Estarei sempre agradecido a um sacerdote que se encarregou de grande parte da minha formação para o ministério. Dizia-nos sempre: “Cada sacerdote precisa de uma casa”. Com a sua vida e o seu exemplo, ensinou-me a ser como sou, a não reduzir a fraternidade sacerdotal a um fato apenas sacramental, mas a vivê-la também concretamente, compartilhando alegrias e dores com os irmãos, pondo em comum a própria experiência e também os próprios bens, sabendo criar casa, família: fazer-me próximo de todos, aprender de todos. Agradeço a Deus ter tido sempre presentes essas palavras, desde que era seminarista até sacerdote numa paróquia; depois, como professor, reitor de seminário, bispo e agora também dirigindo o Dicastério para o Clero. Faz muito bem viver assim e construir com simplicidade as relações fraternas.

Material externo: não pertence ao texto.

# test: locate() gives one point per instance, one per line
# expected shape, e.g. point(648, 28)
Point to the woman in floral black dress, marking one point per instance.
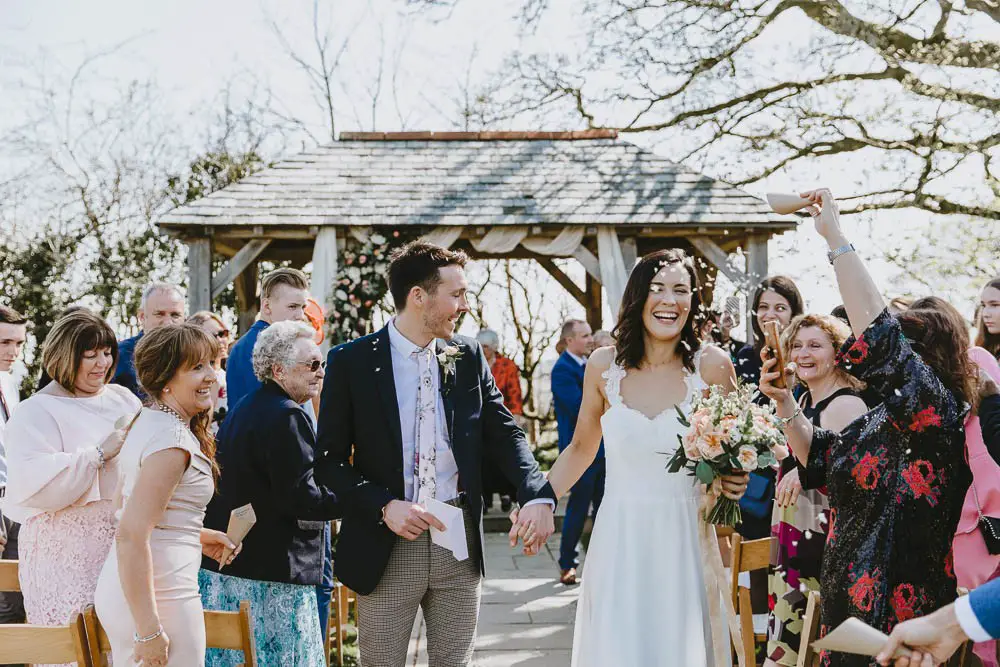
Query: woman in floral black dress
point(896, 477)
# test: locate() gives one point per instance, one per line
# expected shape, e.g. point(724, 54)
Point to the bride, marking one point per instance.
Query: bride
point(644, 599)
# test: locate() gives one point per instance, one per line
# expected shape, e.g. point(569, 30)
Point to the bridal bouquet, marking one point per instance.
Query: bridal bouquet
point(727, 434)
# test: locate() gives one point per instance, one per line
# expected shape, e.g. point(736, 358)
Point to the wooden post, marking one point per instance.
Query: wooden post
point(199, 274)
point(594, 304)
point(246, 297)
point(756, 253)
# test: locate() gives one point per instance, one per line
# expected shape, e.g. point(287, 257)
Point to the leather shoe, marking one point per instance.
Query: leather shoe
point(568, 577)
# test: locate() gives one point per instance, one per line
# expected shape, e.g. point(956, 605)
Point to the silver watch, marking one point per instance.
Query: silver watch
point(837, 252)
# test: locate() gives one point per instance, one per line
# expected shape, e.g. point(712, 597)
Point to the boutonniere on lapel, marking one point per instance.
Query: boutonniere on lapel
point(447, 359)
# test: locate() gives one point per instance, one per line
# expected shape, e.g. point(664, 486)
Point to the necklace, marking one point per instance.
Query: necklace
point(163, 407)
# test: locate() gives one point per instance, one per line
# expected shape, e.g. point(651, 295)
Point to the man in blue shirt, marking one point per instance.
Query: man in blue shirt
point(934, 638)
point(162, 303)
point(283, 294)
point(567, 395)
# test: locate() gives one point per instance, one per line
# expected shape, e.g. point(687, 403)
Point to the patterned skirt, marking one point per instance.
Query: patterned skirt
point(285, 617)
point(801, 533)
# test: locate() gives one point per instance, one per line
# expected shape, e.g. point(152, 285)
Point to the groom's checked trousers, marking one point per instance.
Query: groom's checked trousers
point(423, 575)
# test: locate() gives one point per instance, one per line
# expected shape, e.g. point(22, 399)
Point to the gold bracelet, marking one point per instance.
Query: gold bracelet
point(786, 422)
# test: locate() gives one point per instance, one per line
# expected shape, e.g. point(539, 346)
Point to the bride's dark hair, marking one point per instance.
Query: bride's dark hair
point(629, 332)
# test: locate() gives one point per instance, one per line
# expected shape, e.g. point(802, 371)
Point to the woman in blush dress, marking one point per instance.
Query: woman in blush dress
point(147, 597)
point(62, 447)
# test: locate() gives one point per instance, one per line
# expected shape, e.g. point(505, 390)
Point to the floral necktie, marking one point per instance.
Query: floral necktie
point(425, 482)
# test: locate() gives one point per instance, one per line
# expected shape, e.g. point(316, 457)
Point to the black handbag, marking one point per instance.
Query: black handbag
point(989, 526)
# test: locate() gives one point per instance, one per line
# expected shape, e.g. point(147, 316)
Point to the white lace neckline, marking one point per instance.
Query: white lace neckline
point(615, 374)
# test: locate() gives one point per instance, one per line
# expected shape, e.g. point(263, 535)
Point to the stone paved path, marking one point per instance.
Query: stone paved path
point(526, 617)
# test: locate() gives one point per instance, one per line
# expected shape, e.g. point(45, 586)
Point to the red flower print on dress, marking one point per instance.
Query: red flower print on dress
point(856, 353)
point(831, 534)
point(865, 588)
point(924, 419)
point(906, 601)
point(868, 471)
point(921, 478)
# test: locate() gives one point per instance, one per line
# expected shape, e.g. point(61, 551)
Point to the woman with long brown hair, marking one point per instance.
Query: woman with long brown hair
point(644, 598)
point(831, 400)
point(988, 320)
point(896, 477)
point(147, 596)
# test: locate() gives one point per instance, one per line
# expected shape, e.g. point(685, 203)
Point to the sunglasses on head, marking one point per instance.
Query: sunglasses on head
point(314, 365)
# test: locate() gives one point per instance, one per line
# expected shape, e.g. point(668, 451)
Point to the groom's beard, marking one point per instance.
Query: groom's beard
point(438, 325)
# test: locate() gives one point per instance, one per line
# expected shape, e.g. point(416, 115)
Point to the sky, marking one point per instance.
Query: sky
point(193, 49)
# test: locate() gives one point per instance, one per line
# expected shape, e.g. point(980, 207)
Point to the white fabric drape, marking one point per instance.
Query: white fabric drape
point(613, 270)
point(564, 245)
point(324, 266)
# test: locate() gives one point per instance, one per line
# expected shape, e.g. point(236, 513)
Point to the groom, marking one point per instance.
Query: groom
point(419, 408)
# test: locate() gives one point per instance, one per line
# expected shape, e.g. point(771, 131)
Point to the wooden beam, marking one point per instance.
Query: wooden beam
point(246, 298)
point(589, 261)
point(564, 280)
point(595, 306)
point(719, 259)
point(630, 253)
point(199, 274)
point(244, 257)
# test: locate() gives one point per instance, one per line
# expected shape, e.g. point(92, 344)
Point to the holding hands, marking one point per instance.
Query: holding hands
point(932, 638)
point(533, 525)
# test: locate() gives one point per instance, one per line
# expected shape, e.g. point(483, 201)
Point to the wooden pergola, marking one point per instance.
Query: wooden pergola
point(527, 195)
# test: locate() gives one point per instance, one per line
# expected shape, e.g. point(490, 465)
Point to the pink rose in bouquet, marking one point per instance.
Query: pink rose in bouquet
point(727, 434)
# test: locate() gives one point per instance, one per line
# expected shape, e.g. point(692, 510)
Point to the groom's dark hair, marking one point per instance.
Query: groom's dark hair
point(419, 264)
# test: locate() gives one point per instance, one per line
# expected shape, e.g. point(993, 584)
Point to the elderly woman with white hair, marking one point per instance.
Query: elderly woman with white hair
point(267, 455)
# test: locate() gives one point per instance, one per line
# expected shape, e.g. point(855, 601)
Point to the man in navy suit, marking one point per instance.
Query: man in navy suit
point(419, 409)
point(567, 394)
point(162, 304)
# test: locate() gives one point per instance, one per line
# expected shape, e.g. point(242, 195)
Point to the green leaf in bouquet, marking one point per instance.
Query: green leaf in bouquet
point(677, 461)
point(704, 473)
point(682, 418)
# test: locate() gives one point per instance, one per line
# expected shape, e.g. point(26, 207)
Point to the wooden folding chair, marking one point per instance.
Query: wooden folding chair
point(223, 629)
point(9, 582)
point(34, 644)
point(747, 557)
point(810, 632)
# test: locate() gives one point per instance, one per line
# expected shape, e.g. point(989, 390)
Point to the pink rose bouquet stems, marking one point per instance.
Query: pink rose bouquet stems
point(727, 434)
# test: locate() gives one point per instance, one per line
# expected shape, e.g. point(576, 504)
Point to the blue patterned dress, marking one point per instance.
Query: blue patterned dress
point(285, 617)
point(896, 479)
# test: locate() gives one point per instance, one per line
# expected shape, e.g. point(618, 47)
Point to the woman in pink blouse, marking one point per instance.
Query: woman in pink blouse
point(62, 445)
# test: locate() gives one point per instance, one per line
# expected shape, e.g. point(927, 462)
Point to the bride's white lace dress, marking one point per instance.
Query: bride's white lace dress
point(643, 601)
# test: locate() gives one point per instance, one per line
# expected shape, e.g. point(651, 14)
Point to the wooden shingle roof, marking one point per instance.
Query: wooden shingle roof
point(443, 179)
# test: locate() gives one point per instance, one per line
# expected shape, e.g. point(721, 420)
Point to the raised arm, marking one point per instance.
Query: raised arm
point(577, 457)
point(858, 291)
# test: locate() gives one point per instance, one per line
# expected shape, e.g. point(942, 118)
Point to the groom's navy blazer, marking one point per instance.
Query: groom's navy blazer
point(359, 414)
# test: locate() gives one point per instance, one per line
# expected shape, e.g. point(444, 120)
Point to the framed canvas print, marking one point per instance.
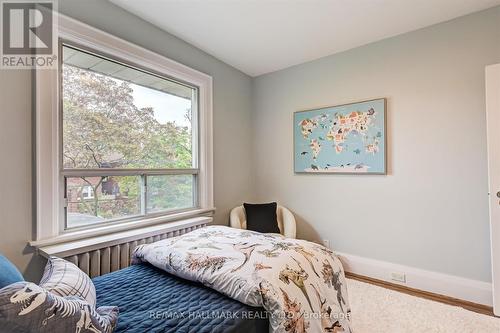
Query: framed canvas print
point(347, 138)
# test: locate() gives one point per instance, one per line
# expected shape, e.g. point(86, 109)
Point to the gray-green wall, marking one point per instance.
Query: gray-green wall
point(232, 134)
point(431, 210)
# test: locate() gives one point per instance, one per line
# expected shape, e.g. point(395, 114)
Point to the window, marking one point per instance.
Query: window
point(123, 138)
point(128, 137)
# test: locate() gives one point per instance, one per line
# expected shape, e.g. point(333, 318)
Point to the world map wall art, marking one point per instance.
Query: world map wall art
point(347, 138)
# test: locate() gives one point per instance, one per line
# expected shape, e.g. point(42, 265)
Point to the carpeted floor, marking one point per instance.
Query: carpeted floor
point(376, 309)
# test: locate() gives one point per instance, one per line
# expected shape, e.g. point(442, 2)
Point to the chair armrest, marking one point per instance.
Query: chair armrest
point(289, 224)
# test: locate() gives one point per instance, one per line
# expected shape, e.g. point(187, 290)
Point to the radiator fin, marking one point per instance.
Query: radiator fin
point(109, 259)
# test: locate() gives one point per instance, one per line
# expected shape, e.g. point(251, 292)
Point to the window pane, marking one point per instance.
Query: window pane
point(116, 116)
point(98, 199)
point(169, 192)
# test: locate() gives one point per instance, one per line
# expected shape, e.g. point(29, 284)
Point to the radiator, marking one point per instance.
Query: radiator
point(108, 256)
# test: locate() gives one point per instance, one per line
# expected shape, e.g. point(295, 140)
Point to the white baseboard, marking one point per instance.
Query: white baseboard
point(448, 285)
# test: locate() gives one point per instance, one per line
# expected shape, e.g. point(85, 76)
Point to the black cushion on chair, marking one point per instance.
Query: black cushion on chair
point(262, 217)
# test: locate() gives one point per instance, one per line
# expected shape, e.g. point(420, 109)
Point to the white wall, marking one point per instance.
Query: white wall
point(232, 135)
point(431, 210)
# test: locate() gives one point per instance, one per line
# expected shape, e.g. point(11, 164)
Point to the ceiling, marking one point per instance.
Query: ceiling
point(262, 36)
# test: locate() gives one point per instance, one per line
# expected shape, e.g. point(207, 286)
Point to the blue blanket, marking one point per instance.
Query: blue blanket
point(151, 300)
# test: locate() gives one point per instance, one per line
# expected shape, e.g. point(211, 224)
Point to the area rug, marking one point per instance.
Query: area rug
point(376, 309)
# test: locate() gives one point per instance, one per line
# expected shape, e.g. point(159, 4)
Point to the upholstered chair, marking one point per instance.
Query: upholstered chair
point(286, 220)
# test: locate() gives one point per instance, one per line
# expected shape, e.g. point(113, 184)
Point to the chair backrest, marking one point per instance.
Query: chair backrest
point(286, 220)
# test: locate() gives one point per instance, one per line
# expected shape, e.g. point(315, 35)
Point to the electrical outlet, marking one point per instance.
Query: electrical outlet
point(326, 243)
point(399, 277)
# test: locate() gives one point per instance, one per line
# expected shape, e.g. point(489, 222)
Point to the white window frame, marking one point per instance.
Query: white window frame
point(49, 201)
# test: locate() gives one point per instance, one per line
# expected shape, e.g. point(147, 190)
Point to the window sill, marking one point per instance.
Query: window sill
point(128, 229)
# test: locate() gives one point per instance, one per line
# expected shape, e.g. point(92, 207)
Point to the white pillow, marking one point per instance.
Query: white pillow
point(63, 278)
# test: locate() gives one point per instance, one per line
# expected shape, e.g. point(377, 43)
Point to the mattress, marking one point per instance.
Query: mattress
point(151, 300)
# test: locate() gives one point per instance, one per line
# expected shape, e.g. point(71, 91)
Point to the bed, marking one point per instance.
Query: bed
point(151, 300)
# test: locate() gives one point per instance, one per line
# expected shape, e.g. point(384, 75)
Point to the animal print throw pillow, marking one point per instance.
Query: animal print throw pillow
point(63, 278)
point(26, 307)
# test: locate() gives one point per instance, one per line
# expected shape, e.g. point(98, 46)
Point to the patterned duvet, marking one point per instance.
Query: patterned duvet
point(301, 284)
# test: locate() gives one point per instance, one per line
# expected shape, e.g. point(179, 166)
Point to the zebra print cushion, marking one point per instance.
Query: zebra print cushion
point(26, 307)
point(63, 278)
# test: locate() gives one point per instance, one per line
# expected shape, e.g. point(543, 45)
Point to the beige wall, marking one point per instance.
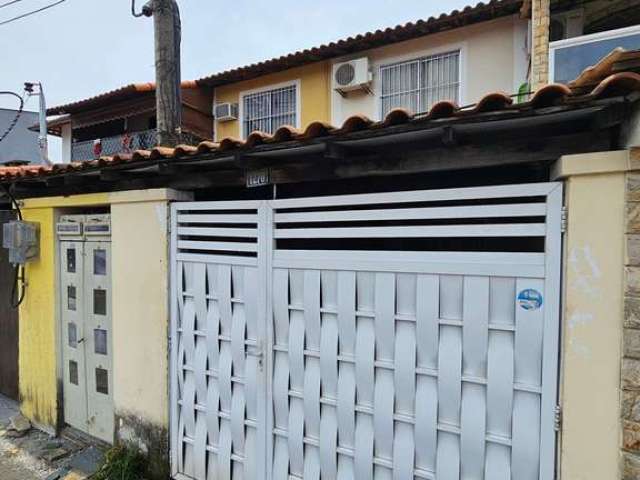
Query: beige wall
point(140, 308)
point(494, 58)
point(592, 316)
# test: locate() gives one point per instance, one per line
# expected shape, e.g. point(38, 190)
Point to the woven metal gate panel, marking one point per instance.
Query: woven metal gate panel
point(423, 344)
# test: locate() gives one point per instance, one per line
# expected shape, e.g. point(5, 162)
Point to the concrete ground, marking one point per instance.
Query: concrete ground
point(16, 463)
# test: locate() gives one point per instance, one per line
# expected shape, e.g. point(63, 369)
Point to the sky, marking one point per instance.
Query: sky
point(84, 47)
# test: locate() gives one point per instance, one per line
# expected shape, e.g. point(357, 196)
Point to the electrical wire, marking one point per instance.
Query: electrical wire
point(16, 118)
point(46, 7)
point(19, 275)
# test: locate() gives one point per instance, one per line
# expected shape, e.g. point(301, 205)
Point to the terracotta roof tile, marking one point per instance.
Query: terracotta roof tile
point(618, 84)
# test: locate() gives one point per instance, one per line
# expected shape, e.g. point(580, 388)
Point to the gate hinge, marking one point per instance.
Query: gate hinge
point(557, 418)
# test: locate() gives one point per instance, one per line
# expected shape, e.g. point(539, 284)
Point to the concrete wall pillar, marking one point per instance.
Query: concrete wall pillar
point(592, 315)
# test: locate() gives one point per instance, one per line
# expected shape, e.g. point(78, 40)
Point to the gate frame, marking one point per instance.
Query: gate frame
point(551, 355)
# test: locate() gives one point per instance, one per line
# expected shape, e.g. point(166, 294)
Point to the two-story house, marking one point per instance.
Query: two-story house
point(458, 56)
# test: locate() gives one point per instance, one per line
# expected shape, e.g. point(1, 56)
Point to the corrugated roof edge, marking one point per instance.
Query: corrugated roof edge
point(616, 85)
point(112, 95)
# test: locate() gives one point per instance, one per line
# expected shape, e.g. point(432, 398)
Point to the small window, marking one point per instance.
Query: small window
point(71, 260)
point(72, 334)
point(99, 262)
point(100, 341)
point(419, 84)
point(102, 381)
point(268, 111)
point(73, 372)
point(71, 298)
point(99, 302)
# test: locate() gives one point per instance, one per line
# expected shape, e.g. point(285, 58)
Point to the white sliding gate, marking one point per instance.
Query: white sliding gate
point(393, 335)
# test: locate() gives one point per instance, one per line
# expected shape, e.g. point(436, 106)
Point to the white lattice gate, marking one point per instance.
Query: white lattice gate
point(397, 335)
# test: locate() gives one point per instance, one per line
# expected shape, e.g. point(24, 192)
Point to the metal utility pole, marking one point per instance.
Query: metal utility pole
point(43, 143)
point(167, 33)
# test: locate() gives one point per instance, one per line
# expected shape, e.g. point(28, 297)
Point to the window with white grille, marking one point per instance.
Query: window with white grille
point(418, 84)
point(266, 111)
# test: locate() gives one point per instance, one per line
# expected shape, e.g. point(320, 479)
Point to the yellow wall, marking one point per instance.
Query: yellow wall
point(37, 331)
point(314, 94)
point(593, 310)
point(140, 297)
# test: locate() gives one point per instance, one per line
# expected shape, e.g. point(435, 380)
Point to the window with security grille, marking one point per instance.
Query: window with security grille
point(418, 84)
point(269, 110)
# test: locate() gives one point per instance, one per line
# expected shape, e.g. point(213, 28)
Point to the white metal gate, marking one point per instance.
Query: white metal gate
point(394, 335)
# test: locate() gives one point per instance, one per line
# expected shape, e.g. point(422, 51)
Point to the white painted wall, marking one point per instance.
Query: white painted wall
point(67, 142)
point(493, 58)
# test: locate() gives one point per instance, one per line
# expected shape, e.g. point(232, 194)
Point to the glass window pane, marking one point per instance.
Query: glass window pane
point(72, 334)
point(99, 262)
point(71, 260)
point(73, 372)
point(570, 61)
point(71, 298)
point(100, 341)
point(268, 111)
point(99, 302)
point(102, 381)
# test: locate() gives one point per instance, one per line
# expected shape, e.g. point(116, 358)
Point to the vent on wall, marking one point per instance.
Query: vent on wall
point(352, 75)
point(224, 112)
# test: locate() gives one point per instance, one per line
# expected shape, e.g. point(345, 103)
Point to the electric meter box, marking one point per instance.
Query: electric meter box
point(22, 239)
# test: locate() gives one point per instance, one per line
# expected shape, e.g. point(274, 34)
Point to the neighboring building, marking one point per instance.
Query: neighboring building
point(453, 57)
point(21, 144)
point(124, 120)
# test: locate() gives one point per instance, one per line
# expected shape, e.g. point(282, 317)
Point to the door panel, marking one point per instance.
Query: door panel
point(98, 334)
point(74, 333)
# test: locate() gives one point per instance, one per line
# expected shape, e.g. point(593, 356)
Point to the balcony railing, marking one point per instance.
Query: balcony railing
point(125, 143)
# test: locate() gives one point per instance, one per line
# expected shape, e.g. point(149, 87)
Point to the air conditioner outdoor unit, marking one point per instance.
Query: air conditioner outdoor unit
point(352, 75)
point(224, 112)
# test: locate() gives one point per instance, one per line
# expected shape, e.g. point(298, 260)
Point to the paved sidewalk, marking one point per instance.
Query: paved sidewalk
point(16, 463)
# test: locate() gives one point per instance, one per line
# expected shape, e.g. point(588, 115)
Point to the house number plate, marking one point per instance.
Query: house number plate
point(258, 178)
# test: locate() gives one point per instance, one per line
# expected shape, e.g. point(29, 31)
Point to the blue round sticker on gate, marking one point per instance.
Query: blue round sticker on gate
point(530, 299)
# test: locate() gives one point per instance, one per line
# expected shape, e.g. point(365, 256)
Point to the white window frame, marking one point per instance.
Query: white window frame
point(267, 88)
point(584, 39)
point(461, 48)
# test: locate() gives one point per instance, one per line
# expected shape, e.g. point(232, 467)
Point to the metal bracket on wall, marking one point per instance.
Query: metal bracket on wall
point(557, 421)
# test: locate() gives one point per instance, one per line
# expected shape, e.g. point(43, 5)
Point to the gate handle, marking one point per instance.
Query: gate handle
point(256, 351)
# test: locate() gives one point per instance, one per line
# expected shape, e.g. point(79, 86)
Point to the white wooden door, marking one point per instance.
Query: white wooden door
point(72, 307)
point(85, 301)
point(97, 343)
point(410, 335)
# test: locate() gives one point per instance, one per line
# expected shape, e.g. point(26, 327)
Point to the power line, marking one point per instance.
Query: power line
point(32, 12)
point(16, 118)
point(9, 3)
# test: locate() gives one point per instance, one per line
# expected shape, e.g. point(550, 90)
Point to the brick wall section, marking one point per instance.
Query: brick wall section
point(630, 372)
point(540, 18)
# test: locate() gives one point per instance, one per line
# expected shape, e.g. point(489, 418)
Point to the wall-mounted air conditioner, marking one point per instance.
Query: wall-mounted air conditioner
point(352, 75)
point(225, 112)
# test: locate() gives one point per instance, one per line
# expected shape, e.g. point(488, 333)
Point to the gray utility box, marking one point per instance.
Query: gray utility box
point(22, 239)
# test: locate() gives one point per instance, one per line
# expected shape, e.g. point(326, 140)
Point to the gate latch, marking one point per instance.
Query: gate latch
point(256, 351)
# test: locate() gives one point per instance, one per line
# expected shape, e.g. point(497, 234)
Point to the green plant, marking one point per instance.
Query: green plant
point(122, 462)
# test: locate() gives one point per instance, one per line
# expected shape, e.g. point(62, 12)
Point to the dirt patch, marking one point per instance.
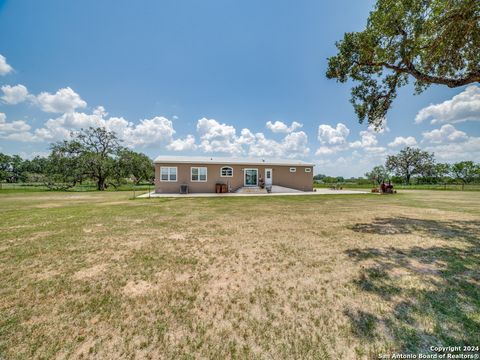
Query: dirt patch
point(91, 272)
point(93, 229)
point(137, 288)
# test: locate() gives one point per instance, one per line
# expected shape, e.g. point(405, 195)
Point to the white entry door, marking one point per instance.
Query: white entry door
point(268, 177)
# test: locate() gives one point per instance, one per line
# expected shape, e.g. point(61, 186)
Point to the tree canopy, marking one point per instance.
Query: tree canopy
point(409, 162)
point(429, 41)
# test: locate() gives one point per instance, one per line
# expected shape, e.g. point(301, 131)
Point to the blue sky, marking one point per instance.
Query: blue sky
point(230, 78)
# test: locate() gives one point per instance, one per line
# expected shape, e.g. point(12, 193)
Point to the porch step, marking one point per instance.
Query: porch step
point(251, 190)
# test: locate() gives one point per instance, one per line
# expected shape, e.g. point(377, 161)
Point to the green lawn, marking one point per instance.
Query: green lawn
point(98, 275)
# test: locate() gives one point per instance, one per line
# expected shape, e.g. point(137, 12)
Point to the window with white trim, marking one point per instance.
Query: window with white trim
point(198, 174)
point(168, 173)
point(226, 171)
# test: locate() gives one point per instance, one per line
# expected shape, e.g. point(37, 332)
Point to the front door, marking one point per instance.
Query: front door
point(268, 177)
point(251, 177)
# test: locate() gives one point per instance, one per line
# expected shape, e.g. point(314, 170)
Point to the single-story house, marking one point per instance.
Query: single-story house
point(180, 174)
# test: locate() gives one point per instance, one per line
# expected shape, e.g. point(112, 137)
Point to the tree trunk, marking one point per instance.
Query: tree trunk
point(101, 184)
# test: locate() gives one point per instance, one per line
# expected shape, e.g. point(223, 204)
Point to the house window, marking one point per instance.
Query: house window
point(199, 174)
point(226, 171)
point(168, 174)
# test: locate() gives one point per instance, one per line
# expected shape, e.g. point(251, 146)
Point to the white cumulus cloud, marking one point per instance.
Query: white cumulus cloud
point(333, 136)
point(447, 133)
point(63, 101)
point(14, 94)
point(5, 68)
point(183, 144)
point(217, 137)
point(281, 127)
point(403, 141)
point(14, 130)
point(462, 107)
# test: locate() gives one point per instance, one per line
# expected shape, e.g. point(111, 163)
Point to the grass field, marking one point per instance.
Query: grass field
point(98, 275)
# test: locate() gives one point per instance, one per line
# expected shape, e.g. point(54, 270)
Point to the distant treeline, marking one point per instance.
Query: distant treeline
point(94, 154)
point(413, 167)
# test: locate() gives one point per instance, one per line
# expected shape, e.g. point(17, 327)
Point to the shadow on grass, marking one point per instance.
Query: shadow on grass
point(434, 292)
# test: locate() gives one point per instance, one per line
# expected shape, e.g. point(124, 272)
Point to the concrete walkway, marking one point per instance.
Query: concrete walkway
point(301, 193)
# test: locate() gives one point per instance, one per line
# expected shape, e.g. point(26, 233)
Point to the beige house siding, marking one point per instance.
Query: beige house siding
point(281, 176)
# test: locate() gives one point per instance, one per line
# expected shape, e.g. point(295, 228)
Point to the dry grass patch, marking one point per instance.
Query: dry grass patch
point(297, 277)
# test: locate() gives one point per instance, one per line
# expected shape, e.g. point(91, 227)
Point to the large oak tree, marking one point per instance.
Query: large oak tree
point(429, 41)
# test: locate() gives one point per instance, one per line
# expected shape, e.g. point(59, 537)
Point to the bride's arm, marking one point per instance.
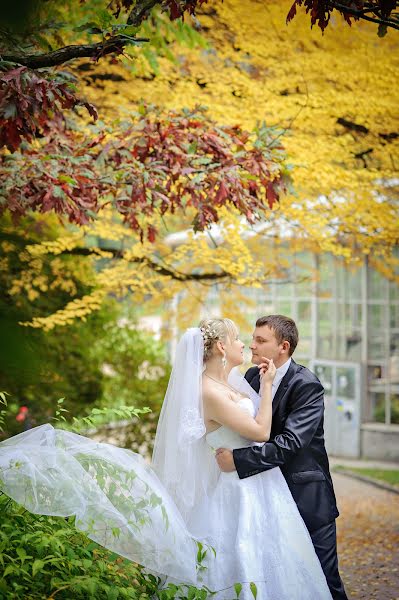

“Eu sou o Bom Pastor”, lemos no Evangelho, “conheço as minhas ovelhas e as minhas ovelhas conhecem-me, assim como o Pai me conhece e Eu conheço o Pai”. Nestas palavras de Jesus expressa-se uma relação de grande familiaridade entre Ele e o Pai, e também entre Ele e nós, familiaridade que estamos chamados a levar a todos os lugares onde o Senhor nos enviar a edificar a Igreja-família, o sacerdócio-família, a paróquia-família. Para que a humanidade seja cada vez mais família de Deus. E tudo isto olhando mais para lá do redil, do rebanho, como nos recorda o Evangelho. “Tenho ainda outras ovelhas que não são deste redil. Também estas Eu preciso de as trazer e hão de ouvir a minha voz; e haverá um só rebanho e um só pastor”.

“Ovelhas que não são deste redil”. Penso, não sem emoção, no cardeal vietnamita Van Thuan. Quando depois de ser preso em Ho Chi Minh, foi transportado para o norte do país, no porão de um barco. Aí encontrou-se algemado junto de um budista fundamentalista, e rodeado pelos rostos tristes de outros prisioneiros, pessoas de diferentes confissões. Nesse momento, entende o seguinte: “Este barco, esta prisão é a minha catedral, e estes presos são o povo de Deus que foi confiado à minha atenção pastoral”.

Queridos ordinandos: desejo que vocês sejam sacerdotes assim. Dedicados totalmente a Jesus, que se oferecem com Ele pela salvação do mundo, irmãos de todos. Confiemo-nos, portanto, a Maria, para que possa cantar também conosco: “O Omnipotente fez em mim grandes coisas; santo é o seu nome”.